Is 21st century poverty real?

If you think about poverty in the UK you might picture Victorian workhouses, the slums of the 1930s, or the dole queues of the 1980s. After all, we’re in the 21st century now – everyone has a smartphone and a high quality of life. But beneath the veneer of national prosperity lies the distasteful fact that a fifth of people in the UK are in poverty.

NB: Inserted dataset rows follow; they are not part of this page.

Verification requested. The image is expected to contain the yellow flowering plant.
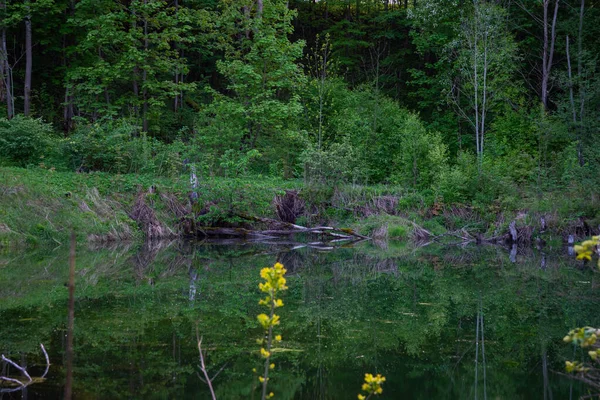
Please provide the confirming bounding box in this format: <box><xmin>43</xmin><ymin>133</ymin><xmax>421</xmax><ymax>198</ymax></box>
<box><xmin>573</xmin><ymin>236</ymin><xmax>600</xmax><ymax>264</ymax></box>
<box><xmin>256</xmin><ymin>262</ymin><xmax>288</xmax><ymax>400</ymax></box>
<box><xmin>563</xmin><ymin>326</ymin><xmax>600</xmax><ymax>391</ymax></box>
<box><xmin>357</xmin><ymin>373</ymin><xmax>386</xmax><ymax>399</ymax></box>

We’re used to being told that people in the UK aren’t really in poverty: that they’re just not working hard enough, or trying hard enough. That poor people are feckless and unable to budget, that their suffering is their own fault. But government figures for the financial year 2019/20201 (the most recent year with published data at the time of writing) shows that 22% of the UK population lives below the poverty line after paying housing costs – that’s 14.5 million people. Can they really all be to blame for the inadequacy of their income? Almost a third of children in the UK live in poverty, almost a fifth of pensioners, and more than a quarter of the households where someone has a disability – is that really because of a failure to budget? Or is something else going on?

I’ve lived in poverty. I know many people who still do. I’m not writing this blog for fun, or for money, but because I believe that the facts about poverty in the UK need to be shouted from the rooftops. There are many myths and sensationalist stories as well as misinformation and ignorance, and I want to cut through all that to the truth that lies beneath.